Jeff Field, policy analyst and editor of the Catholic League’s monthly journal, Catalyst, provided Bill Donohue with a review of “The Invention of Lying”; Field saw the movie today in New York City. Here are Donohue’s thoughts on it:
The trailer to the movie gave no indication of its atheistic-themed plot, but there was enough of a buzz about the agenda of screenwriter Ricky Gervais that we decided to check it out. We’re glad we did. “The Invention of Lying” is not the kind of in-your-face assault that Hollywood often serves up, but therein lies its perniciousness: because this anti-religion—make that anti-Christian—film is laced with some romance and humor, the message it sends is all the more sinister.
The movie centers on a world where no one lies. But that changes when the lead character’s mother is dying and the dutiful son finds utility in spinning a tale about a place that resembles heaven, thus saving her from being consigned to an “Eternity of Nothingness.” He subsequently floats the idea that there is a God-like “Man in the Sky,” a belief accepted by most, though some cynics wonder why AIDS exists (it’s never diabetes that Hollywood flags). In mockery, the lead character later shows up looking like a fat Jesus, and an image of him appears on a stained-glass window holding the Two Tablets (of Moses), posing as if on the Cross. In the end, he and his girl are the only two people who haven’t drunk all the moonshine about “The Man in the Sky.”

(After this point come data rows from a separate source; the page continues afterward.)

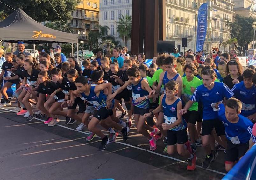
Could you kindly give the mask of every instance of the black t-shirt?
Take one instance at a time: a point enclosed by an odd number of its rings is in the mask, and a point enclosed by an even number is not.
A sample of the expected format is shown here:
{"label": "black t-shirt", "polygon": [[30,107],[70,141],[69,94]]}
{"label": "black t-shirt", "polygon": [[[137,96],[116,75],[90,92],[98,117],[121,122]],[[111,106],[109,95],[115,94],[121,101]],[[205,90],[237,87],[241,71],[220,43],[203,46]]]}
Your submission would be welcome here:
{"label": "black t-shirt", "polygon": [[[236,79],[238,79],[239,82],[241,82],[244,80],[244,78],[241,76],[238,76],[238,77]],[[231,78],[230,75],[229,74],[224,77],[223,79],[223,83],[227,85],[227,86],[231,90],[235,85],[235,84],[233,84],[232,82],[233,80],[233,79]]]}
{"label": "black t-shirt", "polygon": [[58,89],[56,83],[52,81],[47,81],[46,85],[43,83],[41,83],[38,86],[36,91],[40,94],[48,94],[50,95]]}
{"label": "black t-shirt", "polygon": [[82,75],[86,76],[87,77],[87,78],[90,78],[91,77],[91,70],[90,69],[87,70],[85,69],[83,70],[83,71]]}

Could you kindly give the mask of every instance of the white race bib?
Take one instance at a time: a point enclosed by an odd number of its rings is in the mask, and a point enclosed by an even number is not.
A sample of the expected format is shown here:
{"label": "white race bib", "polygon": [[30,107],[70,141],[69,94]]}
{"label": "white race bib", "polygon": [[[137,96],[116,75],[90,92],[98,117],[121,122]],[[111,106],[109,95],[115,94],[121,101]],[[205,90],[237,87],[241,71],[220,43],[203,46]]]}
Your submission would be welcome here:
{"label": "white race bib", "polygon": [[235,136],[230,138],[230,140],[233,144],[238,144],[240,143],[240,141],[238,136]]}
{"label": "white race bib", "polygon": [[120,85],[117,85],[117,86],[113,86],[112,85],[112,93],[115,92],[120,87],[121,87],[121,86]]}
{"label": "white race bib", "polygon": [[254,110],[255,105],[254,104],[246,104],[241,101],[242,103],[242,110],[245,111]]}
{"label": "white race bib", "polygon": [[134,94],[133,93],[133,92],[132,91],[132,99],[134,101],[136,101],[137,100],[137,99],[139,98],[139,97],[140,97],[140,95],[139,94]]}

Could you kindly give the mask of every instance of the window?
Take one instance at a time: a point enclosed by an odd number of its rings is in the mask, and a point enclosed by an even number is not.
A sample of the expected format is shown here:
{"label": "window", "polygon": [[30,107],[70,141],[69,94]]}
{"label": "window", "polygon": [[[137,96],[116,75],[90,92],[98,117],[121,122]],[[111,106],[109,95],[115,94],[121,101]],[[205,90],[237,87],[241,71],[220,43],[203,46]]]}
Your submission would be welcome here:
{"label": "window", "polygon": [[121,11],[121,10],[118,10],[118,18],[121,18],[121,15],[122,14],[122,12]]}
{"label": "window", "polygon": [[92,6],[93,8],[97,8],[98,7],[98,5],[96,3],[92,3]]}
{"label": "window", "polygon": [[114,25],[111,25],[110,28],[110,32],[111,35],[114,35]]}

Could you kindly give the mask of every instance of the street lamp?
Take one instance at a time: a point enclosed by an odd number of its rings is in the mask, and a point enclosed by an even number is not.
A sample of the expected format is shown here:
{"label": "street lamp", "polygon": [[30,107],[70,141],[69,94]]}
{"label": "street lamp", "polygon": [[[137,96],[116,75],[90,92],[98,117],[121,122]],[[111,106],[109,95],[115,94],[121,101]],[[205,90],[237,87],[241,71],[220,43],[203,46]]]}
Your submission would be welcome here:
{"label": "street lamp", "polygon": [[253,29],[253,45],[252,49],[254,49],[254,39],[255,38],[255,30],[256,29],[256,22],[254,21],[252,23],[252,28]]}

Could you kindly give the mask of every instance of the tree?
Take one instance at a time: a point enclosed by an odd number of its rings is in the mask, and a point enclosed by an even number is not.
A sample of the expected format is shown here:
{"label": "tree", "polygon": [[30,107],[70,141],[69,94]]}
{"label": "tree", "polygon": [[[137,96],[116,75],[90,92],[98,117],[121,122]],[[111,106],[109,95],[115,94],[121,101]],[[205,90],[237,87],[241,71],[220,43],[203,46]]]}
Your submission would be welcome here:
{"label": "tree", "polygon": [[117,31],[119,33],[119,37],[124,41],[125,46],[127,46],[127,42],[131,39],[132,30],[132,16],[127,15],[125,18],[121,15],[119,21],[117,23]]}
{"label": "tree", "polygon": [[227,25],[229,28],[230,37],[232,38],[236,38],[237,44],[240,47],[238,50],[241,54],[242,48],[245,44],[248,44],[253,40],[253,30],[252,25],[255,20],[252,17],[247,17],[240,16],[238,15],[235,16],[235,21],[233,23],[228,21]]}
{"label": "tree", "polygon": [[[15,10],[22,9],[28,15],[38,22],[54,21],[60,19],[54,8],[64,22],[71,18],[70,11],[75,10],[80,2],[79,0],[2,0],[1,1]],[[51,5],[53,5],[53,8]],[[0,11],[10,15],[14,10],[1,3]]]}

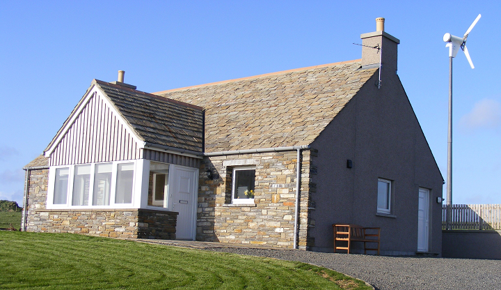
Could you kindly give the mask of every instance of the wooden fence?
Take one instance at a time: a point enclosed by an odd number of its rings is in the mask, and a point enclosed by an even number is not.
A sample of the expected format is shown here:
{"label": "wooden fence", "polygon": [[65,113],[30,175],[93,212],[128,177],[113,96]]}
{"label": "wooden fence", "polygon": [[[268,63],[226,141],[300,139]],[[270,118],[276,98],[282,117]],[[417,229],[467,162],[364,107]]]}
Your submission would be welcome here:
{"label": "wooden fence", "polygon": [[444,204],[442,229],[501,229],[501,204]]}

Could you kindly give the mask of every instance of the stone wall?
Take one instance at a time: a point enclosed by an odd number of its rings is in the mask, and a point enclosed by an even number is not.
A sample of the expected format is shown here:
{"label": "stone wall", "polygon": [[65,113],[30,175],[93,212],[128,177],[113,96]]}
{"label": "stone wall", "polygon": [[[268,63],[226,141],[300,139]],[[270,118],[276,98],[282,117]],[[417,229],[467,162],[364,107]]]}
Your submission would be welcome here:
{"label": "stone wall", "polygon": [[[310,152],[301,151],[298,245],[308,245]],[[294,247],[296,151],[205,158],[200,170],[197,241]],[[232,204],[232,168],[255,167],[253,204]],[[210,169],[214,180],[207,178]]]}
{"label": "stone wall", "polygon": [[113,238],[175,238],[177,213],[137,208],[46,209],[49,170],[29,172],[26,231]]}

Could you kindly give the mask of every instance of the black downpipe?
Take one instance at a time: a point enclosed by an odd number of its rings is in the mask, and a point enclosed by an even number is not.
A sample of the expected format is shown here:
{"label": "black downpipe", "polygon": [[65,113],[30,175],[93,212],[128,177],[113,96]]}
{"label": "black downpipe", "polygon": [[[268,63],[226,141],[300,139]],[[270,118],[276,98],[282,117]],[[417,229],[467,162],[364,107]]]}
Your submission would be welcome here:
{"label": "black downpipe", "polygon": [[202,153],[205,153],[205,109],[202,111]]}

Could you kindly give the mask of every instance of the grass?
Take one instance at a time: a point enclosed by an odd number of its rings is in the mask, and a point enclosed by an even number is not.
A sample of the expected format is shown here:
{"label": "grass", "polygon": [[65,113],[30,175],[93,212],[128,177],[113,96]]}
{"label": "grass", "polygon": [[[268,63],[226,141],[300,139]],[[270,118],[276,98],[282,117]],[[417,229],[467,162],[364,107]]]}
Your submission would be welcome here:
{"label": "grass", "polygon": [[12,224],[16,229],[21,227],[21,211],[0,211],[0,228],[9,228]]}
{"label": "grass", "polygon": [[71,234],[0,231],[0,289],[371,289],[300,262]]}

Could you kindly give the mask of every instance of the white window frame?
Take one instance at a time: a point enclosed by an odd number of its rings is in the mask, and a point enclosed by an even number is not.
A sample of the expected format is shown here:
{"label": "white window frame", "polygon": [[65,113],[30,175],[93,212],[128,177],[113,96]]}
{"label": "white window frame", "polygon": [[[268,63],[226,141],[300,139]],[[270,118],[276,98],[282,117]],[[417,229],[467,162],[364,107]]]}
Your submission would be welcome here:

We at the Catholic League prefer our bigotry straight-up. We don’t like bigotry-lite, which this is not. But we also don’t like it slipped into our drink. It is not for nothing that the Office for Film & Broadcasting of the bishops’ conference slammed the movie as “morally offensive.” But we are pleased to note that the atheists still use our religion as the model, and still portray God as male. There is hope for them yet.